Fig. 4.3 Recording data using a terminal program.

4.5.2. In situ intercomparison in the tank during ballasting

This is an extra in situ intercomparison to carry out if access to the tank while ballasting the glider is possible and the ballasting is close in time to the deployment (no more than 1-2 days before).

Materials: Silicon tube for sampling, Winkler bottles, Winkler reagents, pipettes and tips (or a bottle-top dispenser for reagent bottles), titration material (buretes or titrator).

  1. The sensor should be submerged overnight in water to ensure the foil is wet. If the sensor is already mounted in the glider, use a wet sponge or rubber lens cap. Keep the sensor in the dark.

  2. Once the glider is in the ballasting tanks, place the silicon tube for sampling near the sensor.

  3. Once the sensor measurements are stable (variations in the measurements are not higher than the precision/resolution of the sensor), start sampling water for Winkler analysis. Take paired samples every 5-10 minutes and record the time taken. 4 to 6 samples should be taken in total.

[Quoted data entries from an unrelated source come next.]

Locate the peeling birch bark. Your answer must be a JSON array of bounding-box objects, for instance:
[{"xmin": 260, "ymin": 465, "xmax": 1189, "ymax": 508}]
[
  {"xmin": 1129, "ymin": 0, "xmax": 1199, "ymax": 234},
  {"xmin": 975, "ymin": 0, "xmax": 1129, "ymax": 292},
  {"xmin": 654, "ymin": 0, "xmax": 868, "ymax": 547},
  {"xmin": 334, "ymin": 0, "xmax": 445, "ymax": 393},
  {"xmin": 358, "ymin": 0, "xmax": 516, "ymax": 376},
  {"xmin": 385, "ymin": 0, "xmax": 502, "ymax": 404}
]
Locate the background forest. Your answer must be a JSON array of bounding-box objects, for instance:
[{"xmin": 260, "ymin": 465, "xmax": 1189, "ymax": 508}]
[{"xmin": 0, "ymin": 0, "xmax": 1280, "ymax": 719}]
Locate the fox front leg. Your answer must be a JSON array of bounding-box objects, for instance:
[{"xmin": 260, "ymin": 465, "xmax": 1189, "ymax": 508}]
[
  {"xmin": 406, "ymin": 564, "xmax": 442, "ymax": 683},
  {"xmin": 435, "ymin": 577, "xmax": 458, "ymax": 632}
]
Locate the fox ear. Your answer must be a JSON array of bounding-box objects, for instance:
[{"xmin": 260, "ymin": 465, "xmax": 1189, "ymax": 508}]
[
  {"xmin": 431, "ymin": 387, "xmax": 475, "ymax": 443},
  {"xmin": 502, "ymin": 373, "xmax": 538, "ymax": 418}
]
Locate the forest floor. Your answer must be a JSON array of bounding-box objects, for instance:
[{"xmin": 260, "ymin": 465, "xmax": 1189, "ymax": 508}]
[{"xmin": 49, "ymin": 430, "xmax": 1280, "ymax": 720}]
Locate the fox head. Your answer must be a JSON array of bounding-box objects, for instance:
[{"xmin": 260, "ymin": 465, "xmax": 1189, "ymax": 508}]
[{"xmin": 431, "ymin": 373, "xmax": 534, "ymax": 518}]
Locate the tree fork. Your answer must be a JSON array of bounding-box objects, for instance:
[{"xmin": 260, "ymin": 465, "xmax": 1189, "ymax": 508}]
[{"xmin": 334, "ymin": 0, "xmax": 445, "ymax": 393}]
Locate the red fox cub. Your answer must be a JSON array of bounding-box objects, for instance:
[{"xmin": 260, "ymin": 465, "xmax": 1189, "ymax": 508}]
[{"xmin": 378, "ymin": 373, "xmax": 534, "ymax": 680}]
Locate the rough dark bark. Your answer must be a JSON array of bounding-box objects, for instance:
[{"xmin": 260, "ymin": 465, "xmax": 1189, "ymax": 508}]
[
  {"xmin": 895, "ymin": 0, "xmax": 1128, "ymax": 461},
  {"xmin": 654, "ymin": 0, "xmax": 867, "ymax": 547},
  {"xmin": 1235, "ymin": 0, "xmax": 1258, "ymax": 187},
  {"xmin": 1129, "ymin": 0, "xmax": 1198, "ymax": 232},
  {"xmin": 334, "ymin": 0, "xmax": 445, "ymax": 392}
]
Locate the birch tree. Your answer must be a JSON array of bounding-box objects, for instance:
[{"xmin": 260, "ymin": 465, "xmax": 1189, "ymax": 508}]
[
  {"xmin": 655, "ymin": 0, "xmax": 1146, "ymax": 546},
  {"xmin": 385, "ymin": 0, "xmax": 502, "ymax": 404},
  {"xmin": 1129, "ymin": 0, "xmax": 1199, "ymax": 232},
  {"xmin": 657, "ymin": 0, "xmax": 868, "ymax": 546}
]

  4. Check the outset of the sensor by comparing values measured by the Optode sensor with winkler values after measuring the bottle samples in the lab.

Winkler calibration during balasting

Fig. 4.4 Taking samples for Winkler analysis during ballasting in the glider tank at PLOCAN facilities.

4.6. Effects of atmospheric pressure during calibration

During the above procedures it is important to note that the equilibrium saturation oxygen concentration (Csat i.e. Garcia and Gordon (1992)) is expressed relative to 1 atmosphere. This solubility parametrization is described as having an RMS error of 0.3 % (± 1.01 μmol kg-1). The pressure effects can be significant, at 10 oC a change in local air pressure between 990 and 1010 hPa changes the equilibrium concentration by 5.4 μmol kg-1. The quality of the local air pressure measurements during calibration is worth considering. Ponte and Dorandeu (2003) estimated the overall uncertainty for ECMWF products to be typically less than 3 hPa over most of the ocean. This is equivalent to a 0.9-1.1 μmol kg-1 error in Csat.

Effect of sea level pressure on the equilibirum saturation oxygen concentration (C<sub>sat</sub>)

Fig. 4.5 Effect of local air pressure on the equilibrium saturation oxygen concentration (Csat) at 10 oC.